A google search of “naming practices” or “naming conventions” will return thousands of articles explaining how our ancestors named their children, and many will carry a “not all parents followed these conventions” disclaimer. I know this because I have been trying for years – without success – to figure out how my great-grandparents came up with the names of their daughters.

Carroll Allen Cooper and Sarah Malona (Lona) Smith, the parents of my paternal grandmother, had 12 children. Their first, a son named Albert Troy, was followed by 11 daughters: Neta Paralee, Eura Ethel, Lena Vergie, Lester, Audie Meeker, Dexter Mae, Lissie Taquoy, Dessie Audaline, Bessie Edith, Mildred Nellie, and Faye Hester, all born over a period of 19 years. As a child I was fascinated by the “Cooper Sisters” and would grill my grandmother about the history behind the names. “Why do you and Dexter and Lester have boys’ names? Did your dad wish you were boys?” “Where did ‘Taquoy’ come from?” “Why did they call you Audie Meeker? Did your parents know someone named Meeker?” She didn’t know the answer to any of my questions.
Carroll and Lona didn’t follow the ‘standard’ naming convention, which varies but typically looks something like this:
The first daughter is named after the maternal grandmother (in this case, Cynthia); the second is named after the paternal grandmother (Nancy); the third is named after the mother (Sarah Malona); the fourth is named after the mother’s oldest sister (Lona didn’t have one) or maternal grandmother (Lucinda Jane); the fifth is named after the father’s oldest sister (Malinda Ellen) or maternal grandmother (Elizabeth); and other daughters were named after a favorite sister or friend.
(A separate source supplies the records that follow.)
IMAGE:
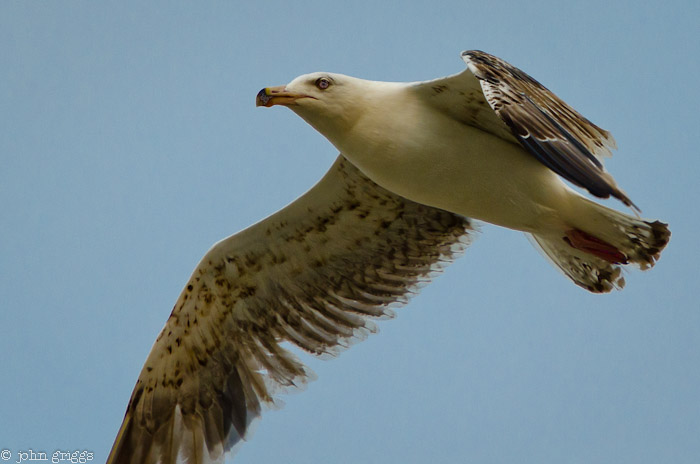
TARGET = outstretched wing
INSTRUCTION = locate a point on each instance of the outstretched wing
(313, 274)
(503, 100)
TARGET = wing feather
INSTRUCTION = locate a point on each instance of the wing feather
(503, 100)
(314, 274)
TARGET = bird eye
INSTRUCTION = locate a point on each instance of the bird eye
(323, 83)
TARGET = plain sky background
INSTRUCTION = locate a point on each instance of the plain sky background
(130, 143)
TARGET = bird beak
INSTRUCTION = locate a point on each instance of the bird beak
(279, 95)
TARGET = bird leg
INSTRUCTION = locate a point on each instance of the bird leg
(586, 242)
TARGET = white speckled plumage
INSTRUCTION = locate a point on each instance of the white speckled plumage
(417, 160)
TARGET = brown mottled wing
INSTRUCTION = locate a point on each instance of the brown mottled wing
(558, 136)
(313, 274)
(501, 99)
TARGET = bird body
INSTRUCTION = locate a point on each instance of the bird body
(418, 161)
(441, 162)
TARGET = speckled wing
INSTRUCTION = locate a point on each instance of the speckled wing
(314, 274)
(505, 101)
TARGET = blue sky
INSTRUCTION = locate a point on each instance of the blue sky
(130, 143)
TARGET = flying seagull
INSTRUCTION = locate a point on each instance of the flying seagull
(419, 161)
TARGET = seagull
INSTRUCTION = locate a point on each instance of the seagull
(419, 163)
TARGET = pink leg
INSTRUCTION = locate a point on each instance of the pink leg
(586, 242)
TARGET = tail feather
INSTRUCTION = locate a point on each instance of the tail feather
(593, 252)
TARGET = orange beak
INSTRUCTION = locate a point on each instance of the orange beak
(270, 96)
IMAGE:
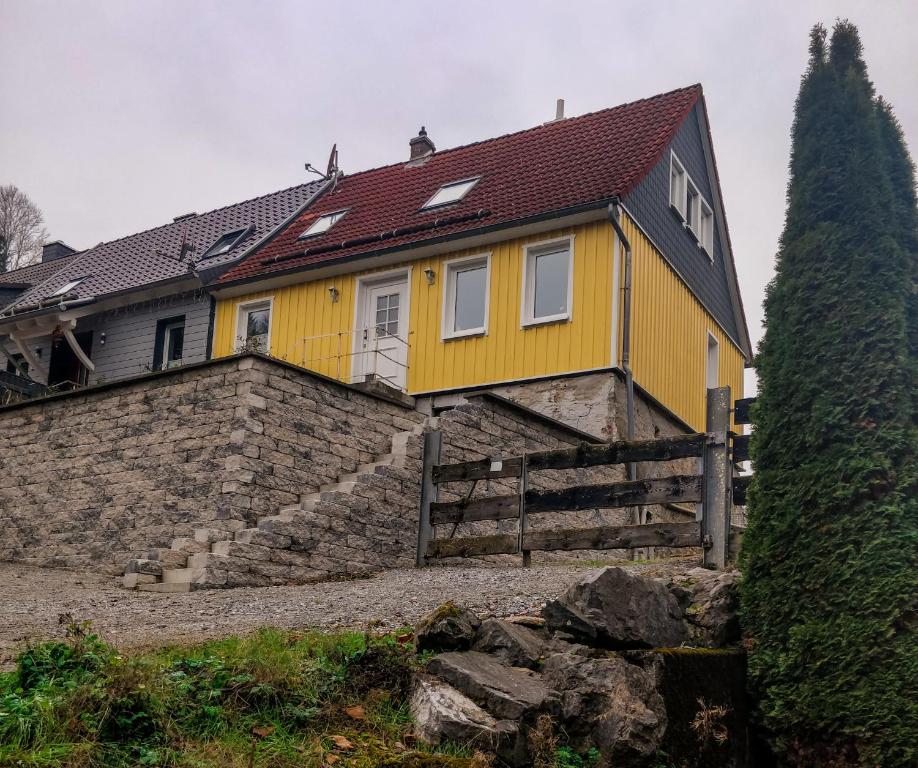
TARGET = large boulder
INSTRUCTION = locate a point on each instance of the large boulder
(610, 704)
(612, 608)
(710, 601)
(513, 644)
(505, 692)
(440, 712)
(448, 628)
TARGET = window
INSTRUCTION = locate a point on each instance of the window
(225, 243)
(17, 365)
(465, 304)
(321, 225)
(677, 185)
(170, 343)
(547, 276)
(450, 193)
(712, 377)
(253, 327)
(697, 215)
(68, 287)
(706, 235)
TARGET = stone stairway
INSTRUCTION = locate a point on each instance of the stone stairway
(364, 521)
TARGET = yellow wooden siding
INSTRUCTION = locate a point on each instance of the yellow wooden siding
(305, 311)
(669, 336)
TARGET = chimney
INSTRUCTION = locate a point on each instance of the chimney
(421, 145)
(56, 250)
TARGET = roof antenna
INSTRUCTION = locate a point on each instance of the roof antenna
(331, 169)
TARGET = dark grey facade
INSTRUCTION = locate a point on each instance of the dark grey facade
(649, 205)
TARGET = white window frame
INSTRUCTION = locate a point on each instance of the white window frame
(450, 269)
(679, 194)
(711, 342)
(242, 313)
(706, 235)
(167, 332)
(530, 251)
(313, 229)
(472, 182)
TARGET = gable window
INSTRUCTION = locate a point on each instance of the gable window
(321, 225)
(67, 287)
(465, 306)
(170, 343)
(225, 243)
(547, 281)
(450, 193)
(253, 326)
(706, 234)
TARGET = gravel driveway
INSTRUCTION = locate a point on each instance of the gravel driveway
(31, 599)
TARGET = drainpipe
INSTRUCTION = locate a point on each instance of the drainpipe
(614, 219)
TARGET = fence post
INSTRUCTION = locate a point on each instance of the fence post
(718, 501)
(524, 521)
(432, 443)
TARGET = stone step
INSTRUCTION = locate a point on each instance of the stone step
(176, 586)
(189, 546)
(181, 575)
(170, 558)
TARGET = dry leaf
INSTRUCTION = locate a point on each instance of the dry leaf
(341, 742)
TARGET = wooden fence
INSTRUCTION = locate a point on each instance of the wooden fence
(715, 489)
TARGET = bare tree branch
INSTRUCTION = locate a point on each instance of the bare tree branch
(22, 230)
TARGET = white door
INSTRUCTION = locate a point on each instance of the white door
(383, 332)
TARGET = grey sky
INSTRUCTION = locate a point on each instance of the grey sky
(119, 115)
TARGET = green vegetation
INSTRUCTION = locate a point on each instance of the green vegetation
(830, 555)
(296, 699)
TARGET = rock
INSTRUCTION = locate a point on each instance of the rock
(711, 614)
(615, 609)
(609, 704)
(448, 628)
(505, 692)
(514, 644)
(440, 712)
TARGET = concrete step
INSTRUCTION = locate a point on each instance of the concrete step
(175, 586)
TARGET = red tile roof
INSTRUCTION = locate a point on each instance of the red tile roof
(561, 165)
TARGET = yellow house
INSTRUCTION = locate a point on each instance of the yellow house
(508, 265)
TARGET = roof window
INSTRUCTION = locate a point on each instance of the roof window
(225, 243)
(450, 193)
(321, 225)
(67, 287)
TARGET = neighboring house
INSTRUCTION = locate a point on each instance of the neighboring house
(496, 265)
(134, 304)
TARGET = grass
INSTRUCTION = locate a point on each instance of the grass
(291, 699)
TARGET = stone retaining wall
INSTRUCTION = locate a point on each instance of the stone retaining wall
(89, 479)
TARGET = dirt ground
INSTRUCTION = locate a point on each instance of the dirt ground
(33, 599)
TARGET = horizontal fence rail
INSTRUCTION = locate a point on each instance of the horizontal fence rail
(716, 489)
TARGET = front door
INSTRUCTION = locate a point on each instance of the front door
(382, 333)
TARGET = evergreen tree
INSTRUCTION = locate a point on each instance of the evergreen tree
(830, 558)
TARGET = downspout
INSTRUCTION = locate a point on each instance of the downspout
(614, 219)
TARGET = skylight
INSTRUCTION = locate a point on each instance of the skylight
(68, 287)
(321, 225)
(225, 243)
(450, 193)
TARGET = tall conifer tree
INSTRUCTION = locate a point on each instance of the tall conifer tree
(830, 595)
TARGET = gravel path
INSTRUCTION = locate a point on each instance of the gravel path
(31, 599)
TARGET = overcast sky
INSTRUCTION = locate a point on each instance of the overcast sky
(117, 116)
The argument could be made that Lena, the third daughter, is a variant of Lona, the mother’s nickname. Beyond that, none of these ‘rules’ apply. Nor do the names match those of any close relatives, and none of the cousins I’ve asked over the years were able to provide any insight. A search of census records from Searcy County, Arkansas (where the family lived until about 1903) and Muskogee County, Oklahoma (where they settled after that) don’t reveal friends or neighbors who may have inspired the girls’ names, although I did learn that Audie is not a boy’s name after all.

The Cooper Sisters were all in their 50s and 60s when I was born. By that time most of them had migrated to California and several lived in Taft, where I would spend summers with my grandparents. They were amazing women and spending an hour with them was like stepping back in time–they made lye soap and dipped snuff and talked about killing chickens with their bare hands. I once asked my grandparents about moving from Oklahoma to California during the Dust Bowl; my grandfather said it was terrible, and Grandma disagreed. “People starved to death,” he said. She replied with “Well, we didn’t.” She and her sisters seemed to be born with an innate sense of acceptance that whatever happened was meant to be, that suffering is part of life, and that you just “make do.”
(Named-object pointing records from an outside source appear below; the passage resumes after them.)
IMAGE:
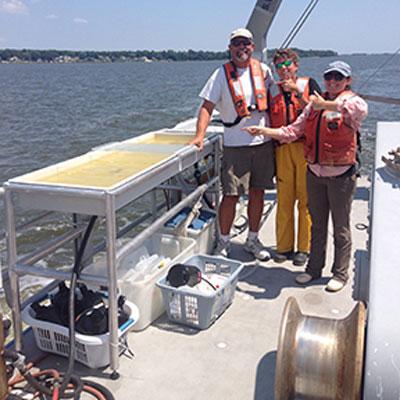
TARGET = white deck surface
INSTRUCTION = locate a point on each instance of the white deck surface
(235, 358)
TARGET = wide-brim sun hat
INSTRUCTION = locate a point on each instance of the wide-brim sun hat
(339, 66)
(241, 32)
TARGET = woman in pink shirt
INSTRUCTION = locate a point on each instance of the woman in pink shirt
(330, 126)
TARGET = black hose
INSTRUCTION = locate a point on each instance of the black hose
(74, 278)
(107, 394)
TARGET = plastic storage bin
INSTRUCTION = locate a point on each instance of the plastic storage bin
(161, 251)
(188, 306)
(202, 228)
(90, 350)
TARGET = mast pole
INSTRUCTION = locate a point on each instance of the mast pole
(259, 23)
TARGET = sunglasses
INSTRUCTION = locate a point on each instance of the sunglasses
(337, 76)
(238, 42)
(286, 63)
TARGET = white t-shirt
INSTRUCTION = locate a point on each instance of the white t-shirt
(217, 91)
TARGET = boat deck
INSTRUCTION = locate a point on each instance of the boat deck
(234, 358)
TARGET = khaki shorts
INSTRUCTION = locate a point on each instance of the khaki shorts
(247, 166)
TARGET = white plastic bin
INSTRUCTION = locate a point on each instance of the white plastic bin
(201, 229)
(91, 350)
(161, 251)
(190, 307)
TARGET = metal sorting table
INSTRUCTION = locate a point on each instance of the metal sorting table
(99, 183)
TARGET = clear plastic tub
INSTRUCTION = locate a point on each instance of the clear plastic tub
(138, 285)
(202, 228)
(190, 307)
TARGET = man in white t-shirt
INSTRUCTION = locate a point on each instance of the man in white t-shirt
(238, 91)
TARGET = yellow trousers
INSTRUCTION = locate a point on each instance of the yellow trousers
(291, 168)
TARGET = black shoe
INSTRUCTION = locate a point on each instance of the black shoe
(300, 258)
(282, 257)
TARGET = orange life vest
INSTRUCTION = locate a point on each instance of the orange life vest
(236, 89)
(279, 113)
(328, 140)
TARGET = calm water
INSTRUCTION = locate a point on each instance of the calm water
(52, 112)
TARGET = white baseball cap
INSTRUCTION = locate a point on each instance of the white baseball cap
(241, 32)
(339, 66)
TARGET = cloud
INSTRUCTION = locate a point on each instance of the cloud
(13, 7)
(80, 20)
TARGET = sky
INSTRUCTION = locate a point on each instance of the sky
(345, 26)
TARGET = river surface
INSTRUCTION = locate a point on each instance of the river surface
(52, 112)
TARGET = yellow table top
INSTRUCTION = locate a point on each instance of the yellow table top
(102, 172)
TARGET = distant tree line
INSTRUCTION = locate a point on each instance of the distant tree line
(65, 56)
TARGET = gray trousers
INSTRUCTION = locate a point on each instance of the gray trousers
(330, 195)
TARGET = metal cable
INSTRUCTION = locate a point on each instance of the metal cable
(299, 23)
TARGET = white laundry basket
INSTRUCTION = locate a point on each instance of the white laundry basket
(91, 350)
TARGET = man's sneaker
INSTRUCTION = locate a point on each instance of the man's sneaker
(223, 248)
(256, 248)
(334, 285)
(282, 257)
(300, 258)
(304, 278)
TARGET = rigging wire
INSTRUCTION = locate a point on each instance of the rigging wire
(299, 23)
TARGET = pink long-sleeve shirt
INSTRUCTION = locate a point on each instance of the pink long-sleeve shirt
(354, 109)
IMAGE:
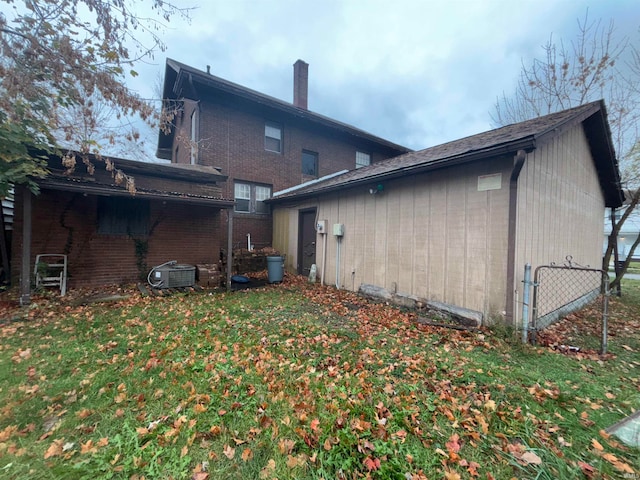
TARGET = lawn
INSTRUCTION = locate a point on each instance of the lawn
(302, 381)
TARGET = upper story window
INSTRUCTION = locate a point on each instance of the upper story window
(273, 137)
(194, 137)
(250, 197)
(310, 163)
(363, 159)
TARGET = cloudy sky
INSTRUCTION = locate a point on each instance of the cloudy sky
(417, 73)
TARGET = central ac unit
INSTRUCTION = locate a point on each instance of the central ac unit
(174, 276)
As a group, they were hilarious. When several of them got together the stories would flow and the volume would go up. My Grandma was in many ways exactly what you would expect a grandmother to be – she spent most of her time in the kitchen, didn’t swear (when she was really frustrated she would say “Ah, shhttt” — apparently it’s not a swear word if it doesn’t have a vowel), and never missed church or her soap operas (she called them ‘stories’). But she always seemed lighter when she was with her sisters, as if it was the only time she could really be herself.
My grandmother had a picture, taken in the 1920’s, of several of the sisters standing in a row, arranged from the shortest to the tallest. She once explained to me that when she was 16 years old she got a job cleaning house for a local family. The first pay she received was spent on hats for her sisters; the photo was taken that day. Seventy years later she was able to remember the color of each hat and why she chose it for that sister. It’s a wonderful photo, but it’s the story behind it – the love that she obviously felt for each one of those amazing women – that makes it my favorite picture of the family.
All of this has nothing to do with how they got their names, but writing it makes me realize that the name doesn’t matter. It’s their collective courage, resilience, humor, and faith that makes them such an important part of my own story. I’d like to think that I inherited some of those qualities, and certainly wish I had more of them.
But I’d still pay money to find out where they came up with “Taquoy.”